Aaron Hertzmann received in Ph.D. in computer science at New York University in 2001, and his B.A. in Computer SCience and Art & Art History in 1996 at Rice University. He joined the Department of Computer Science, University of Toronto in 2003 after spending a year at the University of Washington.
Aaron made an audacious start to his career with a pair of startling papers at SIGGRAPH in 2000 and 2001. One, entitled "Style Machines", showed how idiomatic motion patterns from motion capture sequences could be extracted and applied to animated characters. The other, called "Image Analogies," demonstrated that various aspects of artistic, painterly style could be transferred from one image to another. Taken together, these two papers gave clear evidence that machine learning techniques could be effectively applied to difficult problems in computer graphics by extracting important features from data and retargetting it to novel graphical situations.

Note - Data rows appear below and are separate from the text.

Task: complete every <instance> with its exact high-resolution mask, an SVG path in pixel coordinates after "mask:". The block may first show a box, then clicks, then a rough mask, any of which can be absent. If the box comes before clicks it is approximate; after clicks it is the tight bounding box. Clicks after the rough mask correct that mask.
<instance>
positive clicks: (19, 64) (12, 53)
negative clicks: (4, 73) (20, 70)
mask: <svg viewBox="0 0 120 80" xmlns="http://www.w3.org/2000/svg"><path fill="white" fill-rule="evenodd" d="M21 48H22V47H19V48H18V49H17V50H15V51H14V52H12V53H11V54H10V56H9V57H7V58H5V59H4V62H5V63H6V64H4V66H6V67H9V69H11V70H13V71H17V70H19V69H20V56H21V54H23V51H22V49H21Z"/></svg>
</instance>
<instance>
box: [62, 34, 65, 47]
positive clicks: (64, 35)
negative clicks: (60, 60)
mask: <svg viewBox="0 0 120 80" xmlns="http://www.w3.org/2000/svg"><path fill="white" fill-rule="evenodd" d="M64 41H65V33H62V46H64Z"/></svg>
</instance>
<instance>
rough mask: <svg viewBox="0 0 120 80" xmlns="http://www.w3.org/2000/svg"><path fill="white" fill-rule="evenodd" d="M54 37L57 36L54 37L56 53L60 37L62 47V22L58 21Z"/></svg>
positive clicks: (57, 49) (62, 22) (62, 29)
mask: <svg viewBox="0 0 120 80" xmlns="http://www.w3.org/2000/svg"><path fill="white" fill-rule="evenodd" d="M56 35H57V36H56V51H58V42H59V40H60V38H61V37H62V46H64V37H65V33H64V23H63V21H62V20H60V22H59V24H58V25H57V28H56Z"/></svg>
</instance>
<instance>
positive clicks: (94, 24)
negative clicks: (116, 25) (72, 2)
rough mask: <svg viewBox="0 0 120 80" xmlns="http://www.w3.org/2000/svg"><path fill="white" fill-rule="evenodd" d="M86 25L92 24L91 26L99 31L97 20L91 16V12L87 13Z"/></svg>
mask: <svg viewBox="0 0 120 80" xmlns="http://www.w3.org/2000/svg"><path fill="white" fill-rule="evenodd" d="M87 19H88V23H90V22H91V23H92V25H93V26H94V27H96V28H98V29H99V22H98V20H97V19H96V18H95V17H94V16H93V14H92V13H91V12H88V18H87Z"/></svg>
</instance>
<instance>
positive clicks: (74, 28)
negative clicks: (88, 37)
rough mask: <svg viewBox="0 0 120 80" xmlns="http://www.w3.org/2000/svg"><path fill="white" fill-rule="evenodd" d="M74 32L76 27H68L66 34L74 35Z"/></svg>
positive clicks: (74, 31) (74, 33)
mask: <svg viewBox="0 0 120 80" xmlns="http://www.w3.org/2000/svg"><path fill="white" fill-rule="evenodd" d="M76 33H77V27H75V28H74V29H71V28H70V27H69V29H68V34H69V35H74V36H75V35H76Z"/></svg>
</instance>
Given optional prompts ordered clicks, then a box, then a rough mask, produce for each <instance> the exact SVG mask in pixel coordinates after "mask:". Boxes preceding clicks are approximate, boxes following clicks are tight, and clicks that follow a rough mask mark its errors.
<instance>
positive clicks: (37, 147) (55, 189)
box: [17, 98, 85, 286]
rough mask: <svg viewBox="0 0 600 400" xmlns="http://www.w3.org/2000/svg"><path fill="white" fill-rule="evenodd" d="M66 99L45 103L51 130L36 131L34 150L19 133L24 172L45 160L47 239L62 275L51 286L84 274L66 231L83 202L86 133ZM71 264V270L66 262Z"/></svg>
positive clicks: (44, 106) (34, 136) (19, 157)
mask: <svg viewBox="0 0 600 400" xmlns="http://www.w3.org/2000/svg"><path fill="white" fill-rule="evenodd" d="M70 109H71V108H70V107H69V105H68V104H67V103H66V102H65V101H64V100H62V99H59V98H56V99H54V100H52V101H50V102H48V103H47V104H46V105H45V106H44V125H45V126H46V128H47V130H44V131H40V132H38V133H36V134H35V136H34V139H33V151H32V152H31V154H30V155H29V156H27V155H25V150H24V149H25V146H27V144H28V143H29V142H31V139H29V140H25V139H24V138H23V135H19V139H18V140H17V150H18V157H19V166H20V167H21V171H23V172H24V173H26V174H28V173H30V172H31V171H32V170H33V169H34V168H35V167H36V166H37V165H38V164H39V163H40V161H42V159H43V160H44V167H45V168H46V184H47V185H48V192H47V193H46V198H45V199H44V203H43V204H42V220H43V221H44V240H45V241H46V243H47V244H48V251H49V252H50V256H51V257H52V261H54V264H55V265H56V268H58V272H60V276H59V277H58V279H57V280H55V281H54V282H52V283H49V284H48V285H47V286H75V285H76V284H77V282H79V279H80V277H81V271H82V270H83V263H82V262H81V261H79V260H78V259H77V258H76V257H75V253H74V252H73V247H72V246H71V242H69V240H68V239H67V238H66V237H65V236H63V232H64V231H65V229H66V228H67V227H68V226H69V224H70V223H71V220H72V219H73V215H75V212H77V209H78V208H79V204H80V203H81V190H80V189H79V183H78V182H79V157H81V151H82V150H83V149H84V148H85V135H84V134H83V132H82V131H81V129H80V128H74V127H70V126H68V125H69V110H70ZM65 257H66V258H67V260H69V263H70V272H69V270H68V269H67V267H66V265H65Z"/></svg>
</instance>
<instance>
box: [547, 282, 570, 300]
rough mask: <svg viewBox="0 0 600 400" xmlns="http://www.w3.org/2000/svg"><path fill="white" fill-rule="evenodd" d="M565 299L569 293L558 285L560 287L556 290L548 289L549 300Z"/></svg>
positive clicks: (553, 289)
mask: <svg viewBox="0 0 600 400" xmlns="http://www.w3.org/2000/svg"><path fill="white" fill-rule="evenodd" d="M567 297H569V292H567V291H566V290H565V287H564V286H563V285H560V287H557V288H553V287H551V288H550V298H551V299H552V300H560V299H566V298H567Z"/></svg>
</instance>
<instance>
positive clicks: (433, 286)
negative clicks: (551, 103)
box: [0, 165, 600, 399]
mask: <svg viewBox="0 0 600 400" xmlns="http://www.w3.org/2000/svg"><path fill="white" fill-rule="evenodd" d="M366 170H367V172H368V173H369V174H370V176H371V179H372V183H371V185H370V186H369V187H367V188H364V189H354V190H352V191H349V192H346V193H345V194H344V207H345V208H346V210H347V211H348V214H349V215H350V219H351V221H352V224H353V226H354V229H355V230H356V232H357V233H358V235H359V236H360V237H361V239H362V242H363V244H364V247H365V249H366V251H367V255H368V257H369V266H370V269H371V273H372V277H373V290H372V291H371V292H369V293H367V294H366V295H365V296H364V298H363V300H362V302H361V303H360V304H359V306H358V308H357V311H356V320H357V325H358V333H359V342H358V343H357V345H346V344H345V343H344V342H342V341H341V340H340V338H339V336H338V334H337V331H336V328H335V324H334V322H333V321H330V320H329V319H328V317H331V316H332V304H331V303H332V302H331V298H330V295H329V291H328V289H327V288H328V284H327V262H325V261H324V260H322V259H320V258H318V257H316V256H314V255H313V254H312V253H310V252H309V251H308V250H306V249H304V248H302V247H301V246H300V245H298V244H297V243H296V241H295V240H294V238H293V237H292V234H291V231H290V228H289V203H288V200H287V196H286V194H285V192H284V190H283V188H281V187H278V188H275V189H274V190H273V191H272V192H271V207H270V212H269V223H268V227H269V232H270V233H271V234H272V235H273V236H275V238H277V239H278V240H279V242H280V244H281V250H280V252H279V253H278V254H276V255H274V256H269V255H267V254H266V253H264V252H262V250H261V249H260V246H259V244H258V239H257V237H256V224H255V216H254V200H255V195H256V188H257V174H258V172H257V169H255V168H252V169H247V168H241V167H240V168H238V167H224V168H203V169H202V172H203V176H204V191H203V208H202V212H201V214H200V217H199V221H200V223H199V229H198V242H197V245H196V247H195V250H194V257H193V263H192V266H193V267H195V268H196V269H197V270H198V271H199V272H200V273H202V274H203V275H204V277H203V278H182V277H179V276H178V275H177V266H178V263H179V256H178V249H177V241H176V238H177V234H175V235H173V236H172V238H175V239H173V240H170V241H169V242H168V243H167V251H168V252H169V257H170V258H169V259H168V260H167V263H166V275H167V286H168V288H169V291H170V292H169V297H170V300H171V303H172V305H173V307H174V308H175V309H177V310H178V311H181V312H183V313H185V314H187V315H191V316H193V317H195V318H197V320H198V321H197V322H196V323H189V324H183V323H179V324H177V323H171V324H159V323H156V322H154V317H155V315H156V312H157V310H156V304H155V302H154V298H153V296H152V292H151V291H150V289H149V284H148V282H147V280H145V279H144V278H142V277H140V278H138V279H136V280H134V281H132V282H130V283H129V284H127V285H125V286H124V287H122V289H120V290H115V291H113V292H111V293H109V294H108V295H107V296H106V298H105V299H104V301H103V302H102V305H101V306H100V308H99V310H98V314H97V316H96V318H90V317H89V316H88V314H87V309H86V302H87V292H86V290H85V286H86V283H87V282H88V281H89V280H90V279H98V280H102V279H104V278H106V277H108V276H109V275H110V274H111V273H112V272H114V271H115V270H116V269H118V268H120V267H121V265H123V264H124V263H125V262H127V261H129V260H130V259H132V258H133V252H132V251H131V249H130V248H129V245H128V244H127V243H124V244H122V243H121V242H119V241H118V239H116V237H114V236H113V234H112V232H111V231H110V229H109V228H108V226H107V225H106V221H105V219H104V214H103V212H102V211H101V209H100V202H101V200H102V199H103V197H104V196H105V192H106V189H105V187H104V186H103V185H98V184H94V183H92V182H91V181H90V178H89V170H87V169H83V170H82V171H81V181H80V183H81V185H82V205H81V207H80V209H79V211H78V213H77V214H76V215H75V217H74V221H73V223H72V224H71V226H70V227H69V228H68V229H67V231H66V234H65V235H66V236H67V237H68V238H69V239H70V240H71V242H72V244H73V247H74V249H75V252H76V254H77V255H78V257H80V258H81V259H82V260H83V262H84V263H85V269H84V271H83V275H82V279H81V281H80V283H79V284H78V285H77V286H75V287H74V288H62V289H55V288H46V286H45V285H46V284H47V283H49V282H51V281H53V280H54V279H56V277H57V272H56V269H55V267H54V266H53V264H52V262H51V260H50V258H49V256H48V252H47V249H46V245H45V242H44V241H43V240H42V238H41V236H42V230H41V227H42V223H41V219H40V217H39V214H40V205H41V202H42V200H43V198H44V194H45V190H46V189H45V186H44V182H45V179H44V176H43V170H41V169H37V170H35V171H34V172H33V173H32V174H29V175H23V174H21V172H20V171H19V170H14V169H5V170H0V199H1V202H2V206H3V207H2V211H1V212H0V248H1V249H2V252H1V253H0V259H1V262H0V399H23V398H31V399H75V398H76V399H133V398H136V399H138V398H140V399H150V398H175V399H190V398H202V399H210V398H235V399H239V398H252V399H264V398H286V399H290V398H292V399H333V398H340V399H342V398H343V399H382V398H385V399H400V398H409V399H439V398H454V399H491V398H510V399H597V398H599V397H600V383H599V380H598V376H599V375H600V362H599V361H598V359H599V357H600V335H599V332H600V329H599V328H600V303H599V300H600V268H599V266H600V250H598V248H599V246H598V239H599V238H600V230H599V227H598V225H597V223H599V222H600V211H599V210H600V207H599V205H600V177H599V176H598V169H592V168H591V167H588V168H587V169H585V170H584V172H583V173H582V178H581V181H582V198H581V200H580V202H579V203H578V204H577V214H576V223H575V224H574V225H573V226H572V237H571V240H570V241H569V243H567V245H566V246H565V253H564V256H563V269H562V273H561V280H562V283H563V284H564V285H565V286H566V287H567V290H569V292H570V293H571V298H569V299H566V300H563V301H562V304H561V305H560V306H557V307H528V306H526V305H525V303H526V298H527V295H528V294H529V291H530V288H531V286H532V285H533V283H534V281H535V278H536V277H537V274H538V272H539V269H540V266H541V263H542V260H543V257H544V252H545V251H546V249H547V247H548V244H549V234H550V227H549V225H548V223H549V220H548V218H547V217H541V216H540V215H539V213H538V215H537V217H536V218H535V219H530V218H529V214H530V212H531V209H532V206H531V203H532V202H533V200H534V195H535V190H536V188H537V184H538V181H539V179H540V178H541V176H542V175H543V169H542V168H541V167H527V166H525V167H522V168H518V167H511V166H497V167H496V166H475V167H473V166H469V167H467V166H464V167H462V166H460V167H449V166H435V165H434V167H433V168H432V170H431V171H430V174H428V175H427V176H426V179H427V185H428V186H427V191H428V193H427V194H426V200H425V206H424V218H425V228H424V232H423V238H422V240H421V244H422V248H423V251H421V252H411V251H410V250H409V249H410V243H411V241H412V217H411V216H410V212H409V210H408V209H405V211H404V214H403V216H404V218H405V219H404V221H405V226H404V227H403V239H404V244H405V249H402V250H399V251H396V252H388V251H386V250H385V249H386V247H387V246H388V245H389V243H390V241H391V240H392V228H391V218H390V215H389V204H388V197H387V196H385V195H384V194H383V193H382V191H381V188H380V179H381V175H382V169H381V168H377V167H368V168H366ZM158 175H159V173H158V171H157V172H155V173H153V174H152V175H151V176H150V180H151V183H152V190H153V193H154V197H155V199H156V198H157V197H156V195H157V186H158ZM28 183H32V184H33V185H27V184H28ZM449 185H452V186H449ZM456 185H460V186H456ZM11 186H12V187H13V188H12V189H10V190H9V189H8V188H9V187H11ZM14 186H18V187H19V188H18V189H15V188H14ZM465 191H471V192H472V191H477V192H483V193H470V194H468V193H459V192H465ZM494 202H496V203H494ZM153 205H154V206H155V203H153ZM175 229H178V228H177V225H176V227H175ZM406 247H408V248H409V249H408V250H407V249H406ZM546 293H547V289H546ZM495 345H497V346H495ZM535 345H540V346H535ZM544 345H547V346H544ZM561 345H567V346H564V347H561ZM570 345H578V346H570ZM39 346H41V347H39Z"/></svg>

Both of these papers have gone on to be among the most highly cited papers in computer graphics. For many researchers, these would be career results, but in fact Aaron has repeated this feat several times in several different fields! This includes technical areas such as computational aesthetics, physically based character animation, automatic tracking, texture synthesis, image processing, and appearance model extraction. While diverse in scope, his approach is consistent: Aaron develops generalized computational models of phenomena that typically are extracted from a corpus of empirical evidence. As such, he commonly takes advantage of, and if necessary develops, statistical analytic techniques that find relevant signals within large amounts of high-dimensional data. A shorter way to say this is that Aaron builds simple, usable visual models extracted from extremely complex systems. His results have always been provocative and often astonishing. They have garnered him numerous research awards and citations, including both Sloan and Microsoft fellowships, an MIT Technology Review top 100 innovator citation, and an Ontario Early Researcher Award.
He sits on various editorial boards and has participated in many conference programme committees, including the SIGGRAPH papers committee several times. He has given many invited talks worldwide and has just returned from a research leave at Pixar.
Aaron's innovations have been strongly influential in computer graphics and computer vision, and his research progress continues to accelerate and be more influential as he draws more top students to his research. The Department of Computer Science at the University of Toronto is proud of his accomplishments, are overjoyed with his being presented a CACS/AIC Outstanding Young Computer Science Researcher award, and look forward to more great things to come from Aaron.